Aliansi Pemuda Tuduh Gubernur Kaltim Korupsi Rp 3,5 Triliun
Selasa, 14 Desember 2004 | 14:37 WIB
TEMPO Interaktif, Jakarta: Aliansi Pemuda Anti Korupsi (APAK) Kalimnatan Timur melaporkan dugaan korupsi yang dilakukan Gubernur Suarna Abdul Fatah ke Markas Besar Polri, Selasa (14/12).
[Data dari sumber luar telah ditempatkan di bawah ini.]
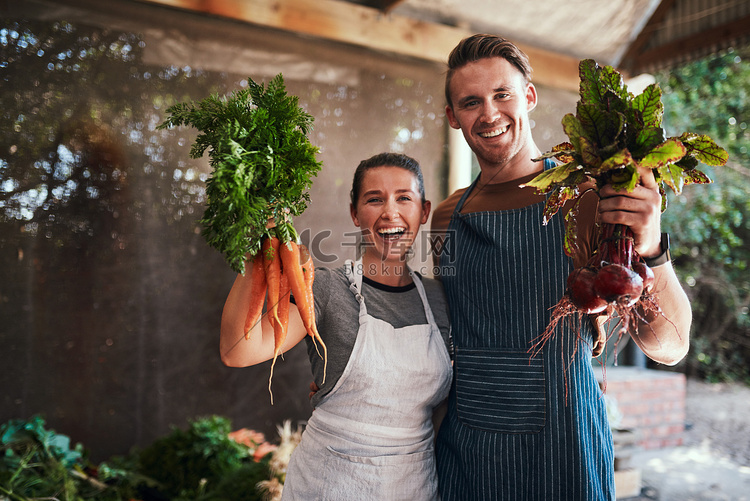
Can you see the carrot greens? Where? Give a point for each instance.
(262, 160)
Puluhan pemuda itu menuduh Gubernur Kalimantan Timur terlibat korupsi dan illegal loging senilai Rp 3,5 triliun.
Ketua aliansi, Amir Ali mengatakan pada 17 Juli 2003, Gubernur membeli pesawat Airvan jenis Chessna G8 sebanyak lima unit dari Australia. Dalam pembelian, harga digelembungkan penggelembungan menjadi sekitar Rp 5,3 miliar per unit. Padahal, harga satu unit sekitar Aus$ 400 ribu atau sekitar Rp 2,8 miliar dengan kurs Rp 7.000. ?Diperkirakan ada penggelembungan Rp 3,3 miliar per unit,? kata Amir kepada wartawan di Mabes Polri usai melapor.
Amir mengakui pembelian pesawat itu atas persetujuan DPRD Kaltim. Tujuannya untuk kebutuhan operasional pemerintah Provinsi Kaltim dan meninjau masyarakat di pedalaman. Tetapi begitu diketahui adanya penggelembungan, tiga pesawat langsung ditahan Bea Cukai Kalimantan Timur sehingga baru dua pesawat yang sempat beroperasi.
Sedangkan kasus illegal loging, aliansi menuduh Gubernur mengeluarkan izin pada PT Surya Dumai Grup untuk penanaman kelapa sawit di atas lahan seluas 1 juta hektare. Kenyataannya hanya 2 ribu kektar saja yang ditanami kelapa sawit. Peristiwa ini terjadi pada tahun 2001. Sebanyak 5 juta meter kubik kayu yang dikalikan 700 ribu mengakibatkan total Rp 3,5 triliun negara.
?Harga fantastis didaerah-daerah lainnya," kata Amir. Sementara itu, Direktur III Ekonimi Khusus Mabes Polri Brigjen Pol Indarto mengatakan pihaknya akan mempelajari kasus tersebut dalam waktu 10 hari guna menentukan langkah selanjutnya.